Stability and storage of vegetable oils
Stability of oils
The stability of an oil depends on its composition and storage conditions.
Since oils contain practically no water, there is normally no risk of microbial spoilage during storage. Oxygen can attack the oil and cause it to oxidize. The process runs from a slight increase in primary and secondary oxidation products, through a rancidity which can also be perceived by the senses, to polymerization and resinification or complete drying of the oil. It is very complex and not reversible.
Oxidation can be accelerated by light, heat and chemical catalysts (e.g. heavy metals), and slowed down by the addition of stabilizers (natural antioxidants such as tocopherols or synthetic antioxidants such as BHA). Since oxidation normally starts at the double bonds of the fatty acid molecules, polyunsaturated oils become rancid much faster than saturated fats.
Storage of oils
During storage, the following points contribute to a longer durability:
- Protection against oxygen: Closed containers, as full as possible. Use nitrogen or other inert gases. Avoid decanting or other contact with air. Packaging materials such as metal or dark glass or plastics with oxygen barrier can extend durability
- Protection from light: opaque packaging, storage not in the sun or under direct light
- Protection from heat: The lower the temperature, the slower the chemical processes. In cold storage, the oil becomes more or less cloudy or even completely solid, depending on its triglyceride composition. This process is reversible, but the whole package must be heated (if necessary also above room temperature) and homogenized to avoid separation (fractionation) in high and low melting components
- Protection from catalysts: stabilizers with chelating agents such as citric acid can bind heavy metals
When assigning a best-before or retest date, the composition of the oil and the packaging must be taken into account. The extension of the retest date is possible, for this purpose a sensory evaluation is recommended as well as the analysis of the peroxide value, by which primary oxidation products (hydroperoxides) are detected.
Esterification
Esterification alters the properties of fats and oils by redistributing fatty acids on the glycerol framework. During the esterification process, fats and oils are broken down briefly into their component parts, before being re-arranged and re-assembled to produce custom fats/oils for specific purposes.
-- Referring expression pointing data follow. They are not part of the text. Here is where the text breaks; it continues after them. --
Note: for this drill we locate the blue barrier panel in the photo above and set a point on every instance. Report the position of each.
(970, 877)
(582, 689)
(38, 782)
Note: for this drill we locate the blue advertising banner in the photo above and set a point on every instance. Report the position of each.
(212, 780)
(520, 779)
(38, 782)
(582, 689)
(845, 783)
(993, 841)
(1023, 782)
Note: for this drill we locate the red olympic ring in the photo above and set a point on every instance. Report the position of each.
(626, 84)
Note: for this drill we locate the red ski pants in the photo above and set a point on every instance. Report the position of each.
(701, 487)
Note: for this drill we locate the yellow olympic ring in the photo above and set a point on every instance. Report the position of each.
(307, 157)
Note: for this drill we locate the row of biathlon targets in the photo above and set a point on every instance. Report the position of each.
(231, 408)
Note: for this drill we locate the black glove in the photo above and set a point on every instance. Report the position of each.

Examples of this include special baking fats derived from palm seed oil and coconut oil. Esterification reactions are very slow. That is why strongly ionic catalysts, such as sodium, sodium hydroxide and sodium alcoholate, are added. Because of the large numbers of different fatty acids present in natural fats and oils, there are countless possible combinations, which is why fats and oils are used that feature certain glyceride classes in particular (e.g., oils with C8-C14 chain lengths ).